Bir krallık düşünün, sınırları gün geçtikçe büyüyen, verimli topraklarından her türlü güzellikler fışkıran, halkı mutluluk ve refah içerisinde yaşayan.
Bu krallık tam olarak Park Krallığıydı, sürüleriyle ün salmış, her girdiği savaşta galibiyetle ayrılan kralları sayesindeydi bu huzur.
Park Krallığının toprakları dört bir yana dağılmıştı, sınırları her sene biraz daha genişlerken, halk zaferlere doyamayıp savaşlar istemeye devam ediyordu. Alınan onca can kimsenin umurunda değildi, insan oğlunun içinde vardı aç gözlülük, kazanan kendi krallıkları oldukça savaş fikri kötü gelmezdi halka.

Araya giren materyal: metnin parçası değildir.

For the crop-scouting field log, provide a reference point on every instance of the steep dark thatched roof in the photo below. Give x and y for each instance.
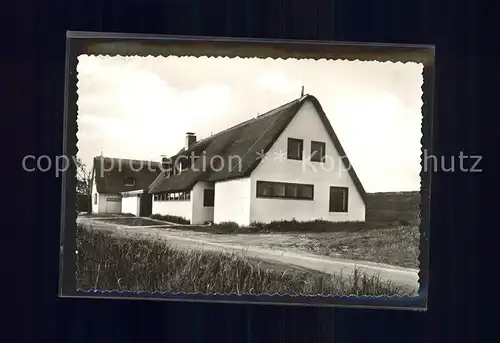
(246, 140)
(110, 174)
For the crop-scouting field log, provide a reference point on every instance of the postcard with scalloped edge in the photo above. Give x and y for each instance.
(255, 171)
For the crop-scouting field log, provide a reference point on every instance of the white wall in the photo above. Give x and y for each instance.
(95, 207)
(178, 208)
(306, 125)
(131, 205)
(232, 201)
(106, 206)
(201, 214)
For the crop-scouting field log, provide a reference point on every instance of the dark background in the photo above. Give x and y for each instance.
(33, 55)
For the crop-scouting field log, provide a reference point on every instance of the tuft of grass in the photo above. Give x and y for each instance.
(106, 215)
(108, 262)
(131, 221)
(169, 218)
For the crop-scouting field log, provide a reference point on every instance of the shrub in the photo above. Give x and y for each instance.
(107, 262)
(169, 218)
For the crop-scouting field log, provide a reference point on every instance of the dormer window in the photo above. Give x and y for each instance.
(129, 181)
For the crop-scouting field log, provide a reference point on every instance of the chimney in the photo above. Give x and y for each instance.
(165, 164)
(190, 139)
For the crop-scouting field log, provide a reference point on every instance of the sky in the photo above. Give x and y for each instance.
(142, 107)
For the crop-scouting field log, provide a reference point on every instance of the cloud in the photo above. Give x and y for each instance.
(141, 107)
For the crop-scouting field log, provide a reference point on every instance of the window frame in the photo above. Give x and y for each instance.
(320, 158)
(287, 185)
(345, 200)
(288, 150)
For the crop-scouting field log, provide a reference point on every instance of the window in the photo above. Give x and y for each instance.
(295, 148)
(318, 151)
(284, 190)
(129, 181)
(338, 199)
(208, 197)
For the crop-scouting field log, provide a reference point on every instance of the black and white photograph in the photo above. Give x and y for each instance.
(228, 175)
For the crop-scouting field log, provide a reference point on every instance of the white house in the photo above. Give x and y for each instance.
(285, 164)
(121, 185)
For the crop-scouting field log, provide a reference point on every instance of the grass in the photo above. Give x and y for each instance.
(108, 262)
(169, 218)
(389, 235)
(383, 211)
(131, 221)
(106, 215)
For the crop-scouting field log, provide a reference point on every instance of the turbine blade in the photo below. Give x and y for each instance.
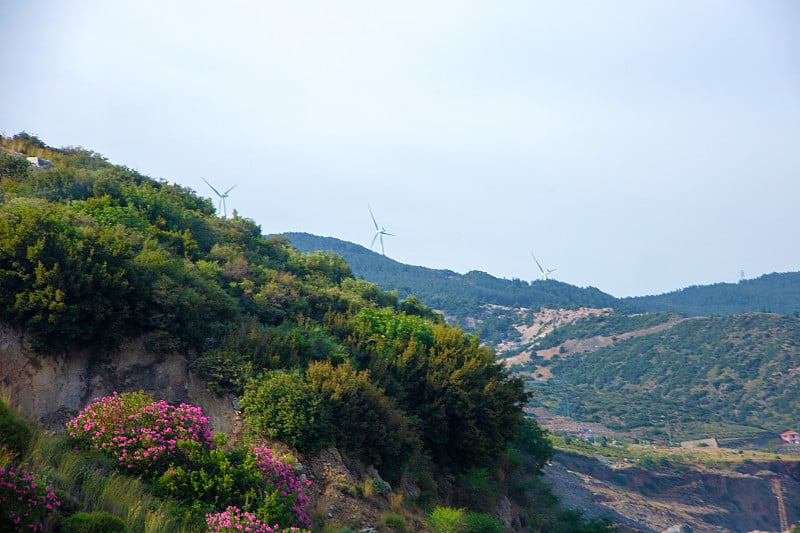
(212, 187)
(537, 263)
(373, 217)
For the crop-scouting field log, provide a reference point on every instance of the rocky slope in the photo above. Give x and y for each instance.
(710, 500)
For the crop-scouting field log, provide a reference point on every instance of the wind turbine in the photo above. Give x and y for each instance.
(222, 197)
(545, 273)
(379, 232)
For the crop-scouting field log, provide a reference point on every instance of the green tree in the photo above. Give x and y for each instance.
(282, 405)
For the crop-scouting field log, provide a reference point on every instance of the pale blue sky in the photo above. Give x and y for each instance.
(635, 146)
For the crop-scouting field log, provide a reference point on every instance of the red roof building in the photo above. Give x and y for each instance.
(791, 437)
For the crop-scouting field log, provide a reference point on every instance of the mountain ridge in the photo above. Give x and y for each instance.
(774, 292)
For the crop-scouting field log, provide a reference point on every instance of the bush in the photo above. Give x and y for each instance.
(282, 405)
(143, 435)
(15, 434)
(171, 448)
(446, 520)
(395, 521)
(99, 522)
(367, 424)
(24, 504)
(234, 520)
(482, 523)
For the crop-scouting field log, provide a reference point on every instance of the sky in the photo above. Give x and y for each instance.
(635, 146)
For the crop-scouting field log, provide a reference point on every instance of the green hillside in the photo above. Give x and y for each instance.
(461, 297)
(722, 376)
(93, 254)
(774, 293)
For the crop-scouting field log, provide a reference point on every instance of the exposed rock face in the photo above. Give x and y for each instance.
(53, 388)
(708, 500)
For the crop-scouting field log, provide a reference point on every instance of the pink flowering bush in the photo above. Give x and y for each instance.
(24, 504)
(287, 488)
(172, 448)
(234, 520)
(142, 434)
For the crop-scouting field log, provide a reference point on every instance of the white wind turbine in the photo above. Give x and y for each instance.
(379, 232)
(222, 197)
(545, 273)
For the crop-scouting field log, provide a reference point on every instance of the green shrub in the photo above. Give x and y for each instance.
(395, 521)
(99, 522)
(282, 405)
(367, 424)
(482, 523)
(15, 433)
(446, 520)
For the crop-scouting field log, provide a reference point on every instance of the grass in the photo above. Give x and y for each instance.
(90, 484)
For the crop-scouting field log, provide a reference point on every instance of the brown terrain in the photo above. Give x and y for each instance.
(53, 389)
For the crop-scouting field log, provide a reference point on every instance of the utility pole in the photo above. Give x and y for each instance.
(776, 486)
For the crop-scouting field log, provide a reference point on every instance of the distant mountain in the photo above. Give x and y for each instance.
(722, 376)
(451, 292)
(463, 298)
(776, 293)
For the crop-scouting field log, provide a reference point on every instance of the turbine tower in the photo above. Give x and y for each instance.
(379, 232)
(222, 197)
(545, 273)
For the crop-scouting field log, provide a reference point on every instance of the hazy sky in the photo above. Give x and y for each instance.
(636, 146)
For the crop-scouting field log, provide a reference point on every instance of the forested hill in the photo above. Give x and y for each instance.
(775, 293)
(457, 295)
(722, 376)
(452, 292)
(94, 255)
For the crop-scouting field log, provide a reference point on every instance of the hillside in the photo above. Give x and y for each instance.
(111, 282)
(665, 376)
(774, 293)
(453, 293)
(466, 299)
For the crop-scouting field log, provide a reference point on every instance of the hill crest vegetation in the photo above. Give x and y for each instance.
(92, 254)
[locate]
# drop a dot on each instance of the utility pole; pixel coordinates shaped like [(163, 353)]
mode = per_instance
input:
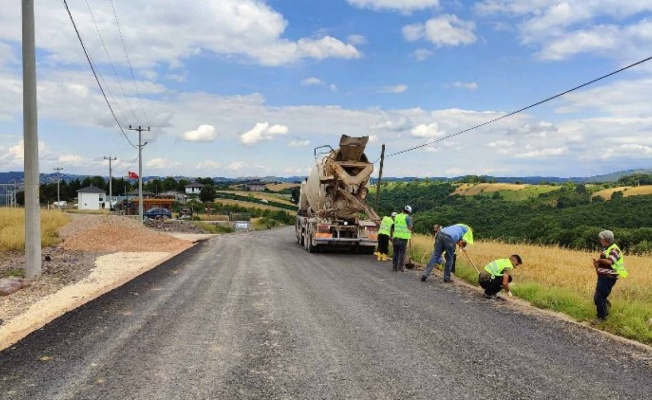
[(58, 169), (30, 138), (380, 175), (140, 169), (110, 182)]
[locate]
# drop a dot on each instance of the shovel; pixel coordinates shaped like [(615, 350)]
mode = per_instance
[(409, 264)]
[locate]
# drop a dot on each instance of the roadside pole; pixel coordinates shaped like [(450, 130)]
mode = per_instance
[(30, 137), (110, 181), (140, 169)]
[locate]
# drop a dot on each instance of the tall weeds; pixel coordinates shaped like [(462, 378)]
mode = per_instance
[(12, 228)]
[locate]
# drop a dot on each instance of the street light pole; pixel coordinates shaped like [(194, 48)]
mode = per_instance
[(58, 181), (33, 260), (140, 169), (110, 182)]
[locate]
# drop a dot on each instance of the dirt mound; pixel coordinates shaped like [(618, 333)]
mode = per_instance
[(115, 233)]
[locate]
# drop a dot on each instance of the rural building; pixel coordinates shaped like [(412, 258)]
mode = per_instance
[(194, 188), (91, 198)]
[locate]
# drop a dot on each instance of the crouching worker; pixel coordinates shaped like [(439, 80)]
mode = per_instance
[(497, 275)]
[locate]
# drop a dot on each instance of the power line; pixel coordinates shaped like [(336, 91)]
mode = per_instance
[(95, 73), (133, 76), (108, 56), (520, 110)]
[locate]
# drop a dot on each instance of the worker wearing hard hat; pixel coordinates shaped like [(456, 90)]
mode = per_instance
[(459, 234), (497, 276), (402, 234), (384, 233), (609, 267)]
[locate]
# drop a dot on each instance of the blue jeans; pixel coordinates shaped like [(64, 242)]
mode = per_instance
[(444, 243), (398, 260), (602, 291)]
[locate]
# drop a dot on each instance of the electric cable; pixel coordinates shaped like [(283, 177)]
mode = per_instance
[(519, 110), (65, 3), (108, 56), (133, 76)]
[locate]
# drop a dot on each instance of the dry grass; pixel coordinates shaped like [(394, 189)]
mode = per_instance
[(564, 280), (260, 195), (280, 186), (12, 228), (627, 191), (249, 205)]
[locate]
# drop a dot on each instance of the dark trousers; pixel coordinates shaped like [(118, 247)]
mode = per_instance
[(602, 291), (398, 261), (491, 286), (383, 243), (444, 244)]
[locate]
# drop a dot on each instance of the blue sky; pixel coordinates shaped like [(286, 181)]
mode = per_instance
[(250, 87)]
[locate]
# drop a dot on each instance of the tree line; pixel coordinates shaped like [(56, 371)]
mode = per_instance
[(568, 217)]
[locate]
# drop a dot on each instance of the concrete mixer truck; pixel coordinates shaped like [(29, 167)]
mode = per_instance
[(332, 209)]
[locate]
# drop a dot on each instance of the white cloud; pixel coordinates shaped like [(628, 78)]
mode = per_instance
[(262, 131), (205, 133), (559, 30), (444, 30), (465, 85), (208, 164), (394, 89), (237, 165), (299, 143), (312, 81), (248, 29), (422, 54), (427, 131), (71, 159), (158, 163), (405, 6), (542, 153), (357, 39)]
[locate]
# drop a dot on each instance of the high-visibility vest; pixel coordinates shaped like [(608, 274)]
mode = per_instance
[(619, 265), (386, 226), (468, 235), (401, 230), (496, 267)]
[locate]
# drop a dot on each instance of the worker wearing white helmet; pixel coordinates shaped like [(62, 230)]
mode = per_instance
[(447, 238), (402, 234), (384, 233)]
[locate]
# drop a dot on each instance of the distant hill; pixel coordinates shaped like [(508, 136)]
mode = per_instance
[(9, 177)]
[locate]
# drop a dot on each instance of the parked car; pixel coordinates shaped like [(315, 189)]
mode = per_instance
[(158, 213)]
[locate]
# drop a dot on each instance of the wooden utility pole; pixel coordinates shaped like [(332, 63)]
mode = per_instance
[(380, 175), (30, 138), (140, 169), (110, 181)]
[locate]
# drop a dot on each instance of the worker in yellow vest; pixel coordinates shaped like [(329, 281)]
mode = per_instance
[(384, 233), (609, 267), (497, 276), (402, 234)]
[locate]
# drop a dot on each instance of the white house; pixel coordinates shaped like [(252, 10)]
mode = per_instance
[(194, 188), (91, 198)]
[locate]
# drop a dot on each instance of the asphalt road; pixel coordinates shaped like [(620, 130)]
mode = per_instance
[(254, 316)]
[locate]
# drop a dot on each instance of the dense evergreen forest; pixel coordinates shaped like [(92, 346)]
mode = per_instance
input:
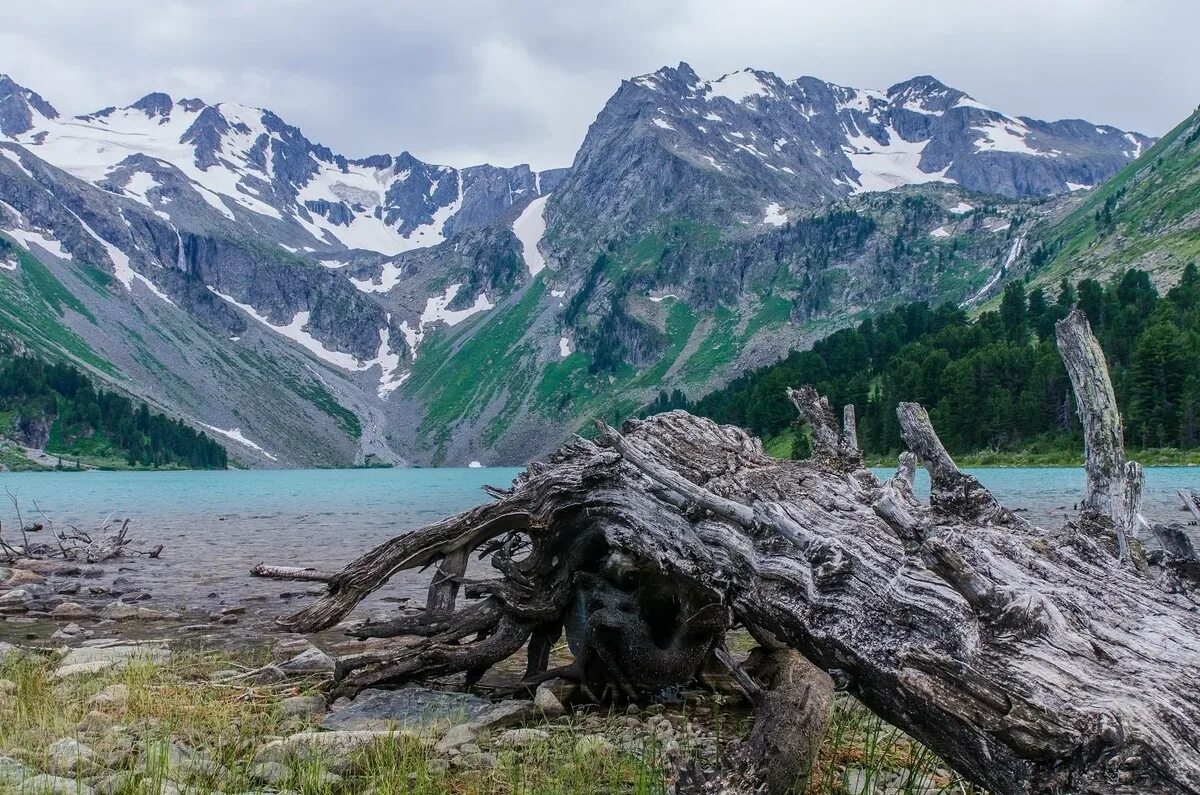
[(996, 383), (58, 407)]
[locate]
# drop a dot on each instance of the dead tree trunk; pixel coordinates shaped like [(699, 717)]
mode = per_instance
[(1029, 658)]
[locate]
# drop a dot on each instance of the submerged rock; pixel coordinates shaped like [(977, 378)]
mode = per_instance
[(303, 705), (333, 747), (504, 715), (46, 784), (69, 755), (522, 737), (547, 703), (71, 611), (312, 661), (112, 695), (93, 658), (12, 772), (415, 709), (456, 736)]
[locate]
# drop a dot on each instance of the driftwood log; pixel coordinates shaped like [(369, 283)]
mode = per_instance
[(1031, 659)]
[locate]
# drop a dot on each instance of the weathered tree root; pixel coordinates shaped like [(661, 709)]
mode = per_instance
[(1032, 661)]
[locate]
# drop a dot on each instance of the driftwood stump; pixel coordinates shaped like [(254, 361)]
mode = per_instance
[(1032, 659)]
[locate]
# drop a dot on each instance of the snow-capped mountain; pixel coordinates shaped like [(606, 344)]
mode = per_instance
[(243, 161), (751, 147), (316, 309)]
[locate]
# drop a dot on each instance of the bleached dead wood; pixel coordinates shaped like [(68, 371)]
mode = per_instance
[(1114, 485), (291, 573), (1191, 502), (1030, 658)]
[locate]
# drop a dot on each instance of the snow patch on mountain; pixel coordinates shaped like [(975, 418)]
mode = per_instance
[(882, 167), (238, 436), (436, 308), (738, 87), (28, 238), (297, 333), (774, 215), (1007, 135), (529, 228)]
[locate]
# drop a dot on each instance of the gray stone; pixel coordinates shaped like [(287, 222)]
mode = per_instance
[(313, 661), (17, 599), (455, 736), (114, 784), (90, 658), (303, 705), (270, 772), (53, 785), (112, 695), (69, 755), (417, 709), (593, 743), (504, 715), (12, 772), (95, 722), (333, 747), (547, 703), (71, 611), (522, 737), (123, 611)]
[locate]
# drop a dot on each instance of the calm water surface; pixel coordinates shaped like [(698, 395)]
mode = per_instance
[(215, 525)]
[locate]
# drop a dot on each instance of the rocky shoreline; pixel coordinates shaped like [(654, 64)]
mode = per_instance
[(88, 628)]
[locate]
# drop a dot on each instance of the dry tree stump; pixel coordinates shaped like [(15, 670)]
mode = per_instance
[(1031, 659)]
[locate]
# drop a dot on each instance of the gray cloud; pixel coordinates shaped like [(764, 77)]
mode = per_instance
[(486, 81)]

Merhum kral da halkının istediğini fazlasıyla vermişti, ömrü savaş meydanlarında geçerken sınırlarını olabildiğince genişletmişti. Nereden bilebilirdi ki sürüsü ve krallığı zirveyi emin adımlarla tırmanırken ansızın çıktığı bir yolculukta can vereceğini?
Bazı insanlar hırsları yüzünden kör olup geleceği düşünmekten şimdiki zamanı bir türlü yaşayamazdı, Kral Park da bu insanlarla aynı kaderi yaşamıştı. Krallığının geleceğini kendi elleriyle inşa ederken şimdiki halini doya doya yaşaması mümkün olmamıştı.
Bu ani ölüm yeni bir kral getirmişti halka, babasının isteği üzerine tahta çıkan Park Jimin hiç de babasına benzemiyordu. Toprakları dört bir yana dağılmış koskoca Park krallığının yeni kralı, her şeyiyle krallığına oldukça tezattı.
Görkemliydi Park krallığı, uzaktan bakan bir göz imrenirdi bu topraklara ama Kral Jimin kendini bir kez olsun toprakları kadar görkemli hissedememişti. Acizdi kendi gözünde, kral olmayı hak edemeyecek kadar aciz bir bedene ve ruha sahipti.
Ne beklenirdi ki zaten, gencecik yaşında, toy bir gencin omzuna bu denli bir yük koymak ne kadar mantıklıydı?
Büyüyememişti Jimin, o tahta nasıl oturacağını bile bilmezken önüne serilen bu koca dünya başını döndürmüştü, feleği şaşmıştı zavallı bedenin.
Park Krallığının surları her türlü düşmana ve saldırıya çelikten yapılmışçasına dayanıklıyken, Jimin kendi ruhu için aynı şeyleri söyleyemezdi. Narindi Park Jimin, bir kralın olamayacağı kadar narin bir alfaydı. En küçük saldırıda bile yıkılabilecek kadar naif bir ruha sahipti.
Bu yüzdendi halkın onu sevemeyip, benimsememesi. Halk kan döken, onlar için daha fazlasını verebilen bir kral istiyordu, Park Jimin gibi korkup, kabuğuna çekilen bir kral değil.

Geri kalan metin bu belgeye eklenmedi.